IdentityIQ-Associate SailPoint Exam Lab Questions

The statement is false. IdentityIQ does not apply a universal rule that removes uncorrelated IdentityCubes after 30 days. Uncorrelated accounts or uncorrelated identity records result from aggregation and correlation processing when IdentityIQ cannot confidently associate an account from an application with an existing IdentityCube. These records remain available for administrative review and remediation until they are resolved through correlation logic, manual correlation, re-aggregation, identity refresh activity, or configured cleanup processes.

The key point is that retention and removal behavior is configuration-driven, not controlled by a fixed 30-day product rule. Administrators may use tasks, aggregation settings, pruning behavior, or lifecycle processes to clean up stale identity or account data, but such actions depend on implementation choices and task configuration. IdentityIQ preserves uncorrelated data because it may represent a real account requiring governance, certification, policy evaluation, or investigation.

Therefore, the assertion that uncorrelated IdentityCubes are automatically removed after 30 days is incorrect. Reference topics: Applications, uncorrelated account resolution, correlation configuration, aggregation results, IdentityCube association, identity refresh, and administrative cleanup tasks.

Yes. In SailPoint IdentityIQ, BeanShell rules used during aggregation are optional processing extensions, and task configuration can control whether rule processing is applied for a particular aggregation run. Aggregation itself is performed through the application definition, connector, schema, and aggregation task. Rules may be added to customize behavior, such as transforming incoming account data, applying custom correlation logic, handling identity creation, or modifying account information before it is stored.

Because rules can significantly affect aggregation behavior, IdentityIQ provides task-level controls that allow administrators to disable rule processing when appropriate. This can be useful for testing connector behavior, isolating troubleshooting scenarios, improving performance during certain runs, or validating source data without custom transformation logic. When rule processing is disabled, aggregation relies on standard connector and configuration behavior rather than custom BeanShell execution.

Therefore, the statement is accurate. Rule execution is not mandatory for aggregation and can be controlled from the task definition. Reference topics: Applications, aggregation tasks, BeanShell rules, connector configuration, account schema, correlation rules, creation rules, and aggregation task options.

No. The “Detect deleted accounts” aggregation task option is not used to ignore accounts that were previously deleted from IdentityIQ. Its purpose is to compare the accounts returned by the current aggregation with the accounts already stored in IdentityIQ for that application. When an account exists in IdentityIQ but is no longer found in the authoritative aggregation results from the source application, IdentityIQ can treat that account as deleted or removed from the target system.

This option helps keep IdentityIQ’s account inventory accurate by identifying stale Links that remain in IdentityIQ even though the corresponding account is no longer present on the application. It is especially important for governance accuracy because certifications, policy checks, identity warehouse views, and access reporting rely on current account and entitlement data.

The statement is incorrect because it reverses the behavior. Detecting deleted accounts is about recognizing accounts missing from the source during aggregation, not ignoring newly returned source accounts that were once deleted in IdentityIQ.

Reference topics: Applications, aggregation task options, account aggregation, deleted account detection, Link maintenance, IdentityCube account data, and application data reconciliation.

The statement is false. The Identity Refresh task does not execute aggregation rules configured on an application definition.
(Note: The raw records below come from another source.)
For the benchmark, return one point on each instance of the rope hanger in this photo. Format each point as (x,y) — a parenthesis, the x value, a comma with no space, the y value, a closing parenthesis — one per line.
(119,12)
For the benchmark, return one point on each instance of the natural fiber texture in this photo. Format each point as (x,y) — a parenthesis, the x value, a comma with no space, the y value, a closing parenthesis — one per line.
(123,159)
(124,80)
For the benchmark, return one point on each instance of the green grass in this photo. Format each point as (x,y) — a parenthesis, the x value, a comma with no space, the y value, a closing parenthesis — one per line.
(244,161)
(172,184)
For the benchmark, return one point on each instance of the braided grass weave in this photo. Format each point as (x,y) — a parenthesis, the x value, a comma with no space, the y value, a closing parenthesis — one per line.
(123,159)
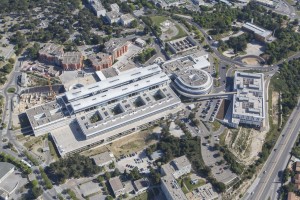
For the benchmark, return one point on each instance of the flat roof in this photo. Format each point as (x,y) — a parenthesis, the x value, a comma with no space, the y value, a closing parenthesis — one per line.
(114,93)
(193,77)
(52,49)
(181,162)
(5,167)
(115,43)
(127,17)
(130,112)
(173,187)
(97,5)
(71,58)
(249,99)
(116,184)
(102,158)
(70,138)
(186,62)
(206,192)
(124,77)
(43,114)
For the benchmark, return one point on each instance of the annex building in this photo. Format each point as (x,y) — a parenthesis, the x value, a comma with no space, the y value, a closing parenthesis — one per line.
(248,104)
(189,76)
(107,110)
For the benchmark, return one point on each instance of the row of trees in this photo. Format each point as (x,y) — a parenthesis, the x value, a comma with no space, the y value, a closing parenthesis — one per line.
(7,158)
(288,84)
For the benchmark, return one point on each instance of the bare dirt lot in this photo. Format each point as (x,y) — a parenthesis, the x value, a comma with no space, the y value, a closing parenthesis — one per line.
(250,61)
(275,110)
(245,143)
(129,144)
Aggregation rules are part of the application aggregation process, where IdentityIQ connects to a source system, reads account or group data, applies connector and application-level processing, and stores account links, entitlement values, and related data in the IdentityIQ repository.

The Identity Refresh task operates after data is already present in IdentityIQ. Its function is to update IdentityCubes and recalculate identity-level governance information. Depending on selected options, Identity Refresh may update identity attributes, refresh role assignments, detect assigned or detected roles, evaluate policies, process lifecycle events, refresh manager relationships, or recalculate risk and access-related identity state.

Application aggregation and identity refresh are separate task functions. Aggregation obtains and normalizes data from applications; Identity Refresh interprets and recalculates identity governance state using that aggregated data. Therefore, rules tied specifically to aggregation on the application definition are execute during aggregation, not during Identity Refresh.

Reference topics: Identity Modeling — Identity Refresh task options; Applications — aggregation rules and application definitions; Foundational Concepts — tasks and workflows.